From my observing in the Namibia space an understanding of how this and thus other sand deserts have come to be:
In nature moving is what sorts, the big from the small and this is exactly what flowing wter masses do.
The detritus moved by flowing rivers, more markedly observable in perrennials, is sorted by the flowing water masses according to their grain size and depositted in that configuration when the flowing waters flow out from the spaces between the grains.
The large sand deserts are such detritus deposited by flowing water masses: “Washed clean” of swmaller organic material, one big collection of homogenous grain size sand particles.
The spacing in this homogenous grain size conglomerate cannot retain water, it simply drains down into the earth, away. No plants grow and no organic matters is formed to fill those gaps. therefore the desert stays deserted.
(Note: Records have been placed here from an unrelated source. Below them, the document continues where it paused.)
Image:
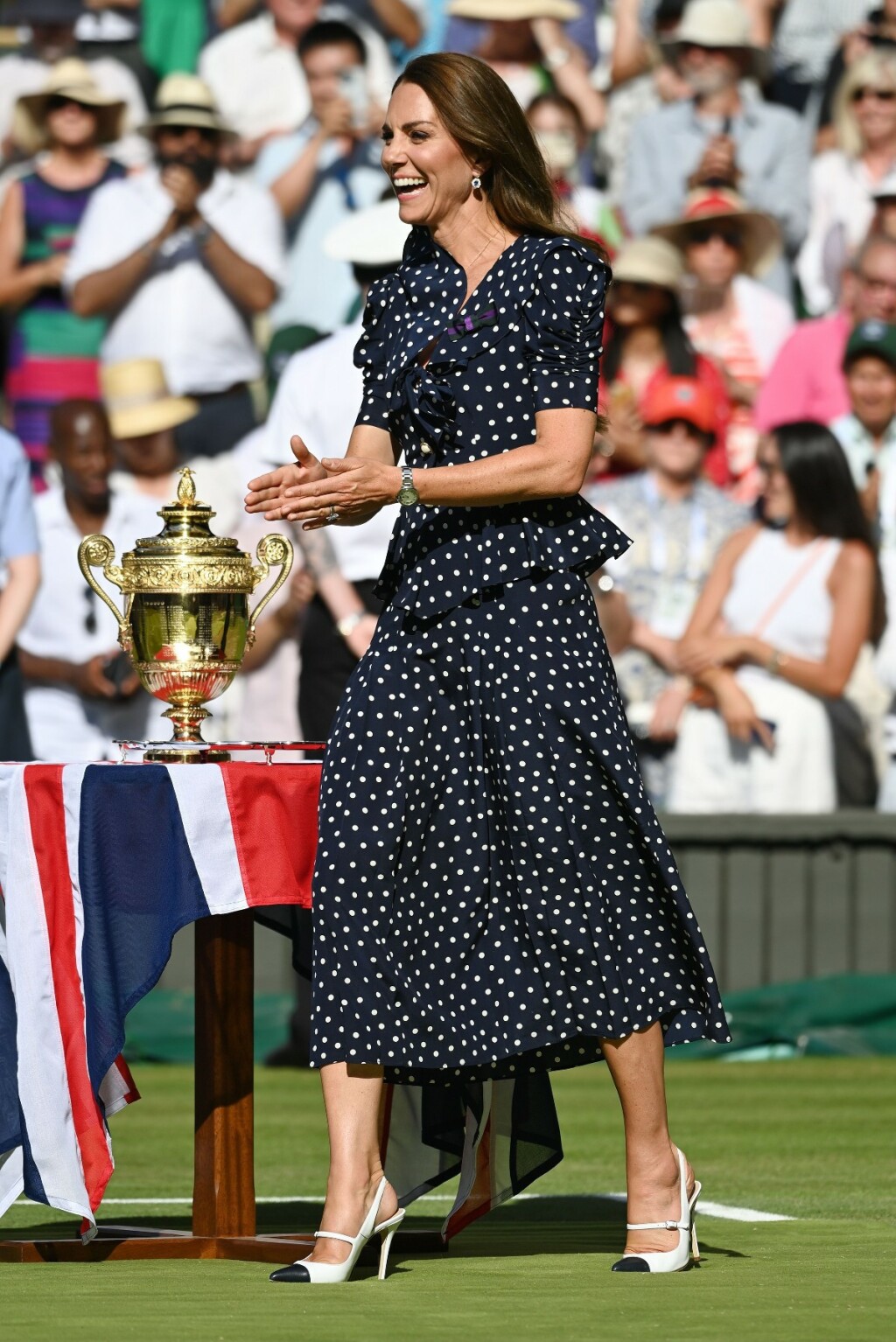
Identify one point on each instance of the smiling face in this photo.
(427, 168)
(777, 495)
(82, 446)
(709, 70)
(871, 382)
(714, 254)
(70, 123)
(676, 449)
(634, 304)
(875, 110)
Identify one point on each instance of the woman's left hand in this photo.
(704, 654)
(354, 489)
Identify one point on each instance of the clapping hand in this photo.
(184, 188)
(697, 655)
(267, 493)
(345, 490)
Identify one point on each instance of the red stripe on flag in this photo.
(131, 1094)
(47, 816)
(274, 812)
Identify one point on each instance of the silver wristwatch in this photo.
(407, 494)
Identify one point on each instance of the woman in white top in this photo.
(778, 628)
(844, 178)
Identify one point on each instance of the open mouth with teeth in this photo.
(408, 186)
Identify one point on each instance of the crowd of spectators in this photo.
(192, 211)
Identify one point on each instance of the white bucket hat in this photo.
(373, 236)
(506, 11)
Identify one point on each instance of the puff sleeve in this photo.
(370, 354)
(564, 326)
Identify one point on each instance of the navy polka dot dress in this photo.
(493, 891)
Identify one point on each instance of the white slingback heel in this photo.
(326, 1272)
(676, 1259)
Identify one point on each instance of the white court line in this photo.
(717, 1209)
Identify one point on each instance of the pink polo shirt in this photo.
(807, 379)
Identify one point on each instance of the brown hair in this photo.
(483, 117)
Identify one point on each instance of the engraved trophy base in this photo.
(178, 754)
(186, 745)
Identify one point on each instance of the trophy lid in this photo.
(186, 515)
(186, 555)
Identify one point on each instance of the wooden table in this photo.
(224, 1213)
Each and every year this phenomenon repeats in the dry riverbeds of Namibia when rainfall inundates the perennials, the water flowing quickly and sorting the detritus, leaving behind swathes of homogenous grain size collections, and where these are sand, typically in the stream middle, no water is kept, no plants grow and that area always stays dry.
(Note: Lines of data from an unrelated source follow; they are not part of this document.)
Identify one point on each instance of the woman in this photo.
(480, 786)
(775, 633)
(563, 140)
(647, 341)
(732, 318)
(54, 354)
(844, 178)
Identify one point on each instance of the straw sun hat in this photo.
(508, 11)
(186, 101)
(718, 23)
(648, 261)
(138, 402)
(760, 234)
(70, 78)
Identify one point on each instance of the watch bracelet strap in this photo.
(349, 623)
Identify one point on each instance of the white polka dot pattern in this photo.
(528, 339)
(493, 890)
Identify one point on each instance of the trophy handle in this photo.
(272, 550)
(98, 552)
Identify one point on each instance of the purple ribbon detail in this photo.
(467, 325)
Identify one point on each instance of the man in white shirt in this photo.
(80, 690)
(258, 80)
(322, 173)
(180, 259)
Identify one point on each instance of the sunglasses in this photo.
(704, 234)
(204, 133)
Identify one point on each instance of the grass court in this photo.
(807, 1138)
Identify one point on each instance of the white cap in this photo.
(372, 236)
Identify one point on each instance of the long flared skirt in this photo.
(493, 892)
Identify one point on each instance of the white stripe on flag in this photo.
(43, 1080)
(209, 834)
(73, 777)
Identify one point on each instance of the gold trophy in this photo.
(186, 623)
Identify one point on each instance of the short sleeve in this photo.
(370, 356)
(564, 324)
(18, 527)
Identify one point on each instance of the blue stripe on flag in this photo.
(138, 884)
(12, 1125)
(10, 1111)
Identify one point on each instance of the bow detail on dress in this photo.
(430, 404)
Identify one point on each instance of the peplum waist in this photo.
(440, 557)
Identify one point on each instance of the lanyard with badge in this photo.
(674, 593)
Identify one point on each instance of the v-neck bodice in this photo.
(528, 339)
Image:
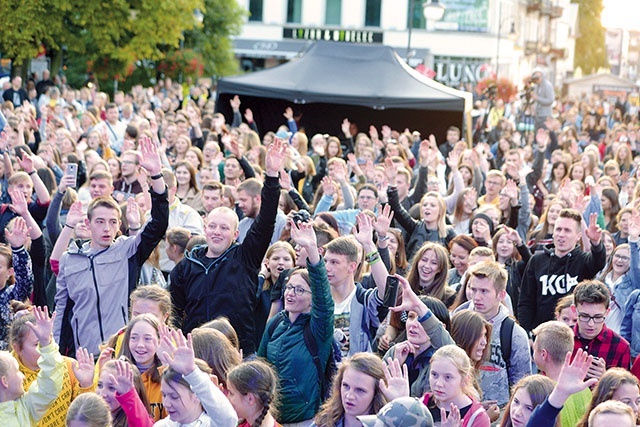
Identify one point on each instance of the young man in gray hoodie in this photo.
(487, 283)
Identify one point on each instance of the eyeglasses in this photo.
(298, 290)
(583, 317)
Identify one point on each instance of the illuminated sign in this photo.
(335, 35)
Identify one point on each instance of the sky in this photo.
(621, 14)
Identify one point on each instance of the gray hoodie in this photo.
(494, 379)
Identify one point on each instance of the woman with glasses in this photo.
(307, 306)
(622, 276)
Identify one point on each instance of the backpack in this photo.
(506, 336)
(326, 374)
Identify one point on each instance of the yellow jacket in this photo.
(32, 406)
(57, 413)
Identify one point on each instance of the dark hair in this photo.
(591, 292)
(258, 378)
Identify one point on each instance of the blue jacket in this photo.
(626, 293)
(285, 349)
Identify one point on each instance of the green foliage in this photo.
(117, 37)
(591, 52)
(222, 18)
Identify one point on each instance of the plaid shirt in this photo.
(608, 345)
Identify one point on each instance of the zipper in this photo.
(95, 285)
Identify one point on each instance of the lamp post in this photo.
(432, 10)
(512, 32)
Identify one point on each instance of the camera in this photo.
(301, 216)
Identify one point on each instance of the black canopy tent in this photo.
(369, 84)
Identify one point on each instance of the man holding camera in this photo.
(543, 95)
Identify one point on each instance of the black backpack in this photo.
(506, 337)
(326, 374)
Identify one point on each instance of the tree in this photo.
(222, 18)
(591, 52)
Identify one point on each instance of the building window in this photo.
(294, 11)
(418, 20)
(372, 13)
(333, 12)
(255, 10)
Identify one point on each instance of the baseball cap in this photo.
(401, 412)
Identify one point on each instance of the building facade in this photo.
(474, 39)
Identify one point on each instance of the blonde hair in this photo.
(461, 361)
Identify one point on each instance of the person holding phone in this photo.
(426, 332)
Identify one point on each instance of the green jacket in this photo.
(300, 395)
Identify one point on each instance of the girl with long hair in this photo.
(452, 395)
(422, 337)
(513, 255)
(253, 393)
(139, 344)
(355, 391)
(120, 385)
(431, 227)
(616, 384)
(188, 191)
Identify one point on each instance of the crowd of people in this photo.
(203, 271)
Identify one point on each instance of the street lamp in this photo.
(432, 10)
(512, 33)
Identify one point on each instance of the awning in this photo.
(286, 49)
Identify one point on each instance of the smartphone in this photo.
(391, 291)
(72, 169)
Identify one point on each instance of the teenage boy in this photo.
(510, 358)
(553, 341)
(356, 309)
(95, 280)
(554, 272)
(591, 303)
(221, 277)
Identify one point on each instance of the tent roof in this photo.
(372, 76)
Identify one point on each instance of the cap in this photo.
(282, 134)
(401, 412)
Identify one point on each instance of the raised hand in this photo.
(364, 232)
(26, 162)
(304, 235)
(123, 380)
(285, 180)
(594, 232)
(43, 326)
(410, 301)
(276, 157)
(453, 160)
(149, 158)
(105, 355)
(454, 417)
(390, 171)
(181, 358)
(327, 186)
(133, 213)
(346, 128)
(248, 115)
(18, 236)
(571, 378)
(84, 368)
(18, 202)
(397, 380)
(383, 221)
The size of the mountainous deposits of sand in the large deserts is an indication of the amount of water that must have flown here to achieve this scale of deposition.
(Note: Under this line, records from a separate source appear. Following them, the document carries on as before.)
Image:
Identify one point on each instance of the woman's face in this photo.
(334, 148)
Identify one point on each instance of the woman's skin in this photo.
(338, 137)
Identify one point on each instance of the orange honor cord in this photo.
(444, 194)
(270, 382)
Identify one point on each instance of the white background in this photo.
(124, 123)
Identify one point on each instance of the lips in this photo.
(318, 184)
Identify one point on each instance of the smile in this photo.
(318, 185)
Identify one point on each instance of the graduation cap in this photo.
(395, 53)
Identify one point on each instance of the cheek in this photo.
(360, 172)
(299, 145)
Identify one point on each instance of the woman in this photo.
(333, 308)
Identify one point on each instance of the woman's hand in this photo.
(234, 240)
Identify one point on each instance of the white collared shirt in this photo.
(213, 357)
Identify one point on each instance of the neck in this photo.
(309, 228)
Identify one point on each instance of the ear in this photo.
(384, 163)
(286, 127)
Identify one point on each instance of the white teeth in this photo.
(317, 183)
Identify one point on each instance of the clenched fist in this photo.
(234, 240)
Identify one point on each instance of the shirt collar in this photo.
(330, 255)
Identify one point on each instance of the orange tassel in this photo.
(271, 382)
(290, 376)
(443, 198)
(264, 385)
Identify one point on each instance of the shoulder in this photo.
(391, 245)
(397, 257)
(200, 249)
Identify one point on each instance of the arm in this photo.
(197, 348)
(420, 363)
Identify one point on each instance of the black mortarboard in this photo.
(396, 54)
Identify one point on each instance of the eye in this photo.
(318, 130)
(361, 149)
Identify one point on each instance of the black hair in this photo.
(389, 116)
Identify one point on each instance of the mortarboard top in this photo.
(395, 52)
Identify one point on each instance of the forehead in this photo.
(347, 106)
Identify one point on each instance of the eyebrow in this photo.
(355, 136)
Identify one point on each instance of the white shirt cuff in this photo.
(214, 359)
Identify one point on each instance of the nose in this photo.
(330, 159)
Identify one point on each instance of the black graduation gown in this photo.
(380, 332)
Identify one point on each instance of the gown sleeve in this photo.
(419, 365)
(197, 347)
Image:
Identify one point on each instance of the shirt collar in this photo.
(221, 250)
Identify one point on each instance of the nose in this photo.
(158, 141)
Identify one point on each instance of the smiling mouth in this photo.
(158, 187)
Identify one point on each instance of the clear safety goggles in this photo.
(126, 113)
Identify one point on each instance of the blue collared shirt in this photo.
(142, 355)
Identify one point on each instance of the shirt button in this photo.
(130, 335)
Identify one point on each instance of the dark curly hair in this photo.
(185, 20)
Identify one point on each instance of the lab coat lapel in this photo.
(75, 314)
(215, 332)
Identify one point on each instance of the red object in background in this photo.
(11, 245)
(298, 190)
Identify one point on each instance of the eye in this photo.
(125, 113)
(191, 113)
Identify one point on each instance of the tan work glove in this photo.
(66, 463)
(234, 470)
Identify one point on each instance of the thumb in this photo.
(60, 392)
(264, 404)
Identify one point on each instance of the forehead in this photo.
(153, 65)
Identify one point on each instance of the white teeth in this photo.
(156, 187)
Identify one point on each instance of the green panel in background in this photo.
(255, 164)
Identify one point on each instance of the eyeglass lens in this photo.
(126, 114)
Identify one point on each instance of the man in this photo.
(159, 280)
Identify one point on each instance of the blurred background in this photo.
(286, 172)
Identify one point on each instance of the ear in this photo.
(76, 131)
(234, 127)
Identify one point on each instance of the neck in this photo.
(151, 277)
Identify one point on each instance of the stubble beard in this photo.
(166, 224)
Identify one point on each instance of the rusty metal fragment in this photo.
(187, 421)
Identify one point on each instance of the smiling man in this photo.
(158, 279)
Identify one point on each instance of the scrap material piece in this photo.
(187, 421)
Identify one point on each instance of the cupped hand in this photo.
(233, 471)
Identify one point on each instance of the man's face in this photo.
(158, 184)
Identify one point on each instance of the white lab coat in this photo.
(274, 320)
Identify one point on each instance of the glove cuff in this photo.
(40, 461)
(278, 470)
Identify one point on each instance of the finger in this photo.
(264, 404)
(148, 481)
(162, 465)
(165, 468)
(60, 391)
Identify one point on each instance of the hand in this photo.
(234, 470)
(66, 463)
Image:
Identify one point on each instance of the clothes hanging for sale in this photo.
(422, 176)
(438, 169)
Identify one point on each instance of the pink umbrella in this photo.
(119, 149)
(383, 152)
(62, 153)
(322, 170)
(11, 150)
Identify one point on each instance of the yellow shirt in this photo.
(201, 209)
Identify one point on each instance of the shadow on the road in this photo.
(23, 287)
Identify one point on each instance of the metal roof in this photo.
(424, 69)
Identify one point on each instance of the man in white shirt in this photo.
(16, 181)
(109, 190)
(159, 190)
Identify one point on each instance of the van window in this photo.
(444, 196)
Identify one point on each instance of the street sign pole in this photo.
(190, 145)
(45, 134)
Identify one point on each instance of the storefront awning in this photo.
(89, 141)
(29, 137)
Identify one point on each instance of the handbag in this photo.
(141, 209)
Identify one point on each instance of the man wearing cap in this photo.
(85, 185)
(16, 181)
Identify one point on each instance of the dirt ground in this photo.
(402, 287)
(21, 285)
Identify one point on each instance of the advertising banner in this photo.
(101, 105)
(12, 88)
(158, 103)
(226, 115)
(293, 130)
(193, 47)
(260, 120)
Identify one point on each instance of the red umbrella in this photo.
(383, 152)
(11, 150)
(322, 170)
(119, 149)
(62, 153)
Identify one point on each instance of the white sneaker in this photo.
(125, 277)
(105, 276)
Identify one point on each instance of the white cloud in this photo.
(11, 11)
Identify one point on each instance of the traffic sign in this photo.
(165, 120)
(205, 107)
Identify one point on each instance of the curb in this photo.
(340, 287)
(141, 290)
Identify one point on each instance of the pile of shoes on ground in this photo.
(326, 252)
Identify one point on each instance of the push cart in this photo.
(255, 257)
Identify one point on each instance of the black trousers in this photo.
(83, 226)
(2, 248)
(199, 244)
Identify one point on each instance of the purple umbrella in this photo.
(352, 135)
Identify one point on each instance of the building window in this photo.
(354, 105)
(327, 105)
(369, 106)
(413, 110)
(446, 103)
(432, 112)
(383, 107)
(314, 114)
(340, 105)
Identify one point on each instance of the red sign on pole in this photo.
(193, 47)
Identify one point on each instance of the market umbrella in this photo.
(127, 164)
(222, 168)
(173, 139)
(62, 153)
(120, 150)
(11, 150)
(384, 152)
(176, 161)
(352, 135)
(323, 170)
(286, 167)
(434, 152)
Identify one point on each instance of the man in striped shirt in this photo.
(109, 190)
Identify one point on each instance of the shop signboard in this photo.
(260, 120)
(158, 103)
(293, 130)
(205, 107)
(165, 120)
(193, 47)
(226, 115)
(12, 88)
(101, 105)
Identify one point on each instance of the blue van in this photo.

Should follow the notion that these sands have been deposited over aeons by winds, i.e., are aeolian, look at this:
the deposits of sands in the Namib, when viewed from 9000m above ground level are identical to those found, at smaller scale, in the perennials after each new run-off. Also where they lie indicate water as the causative, not wind. wind deposits sands behind and on hindrances, flowing water deposits sands between hindrances – there is always a small gap between water borne and hindrance.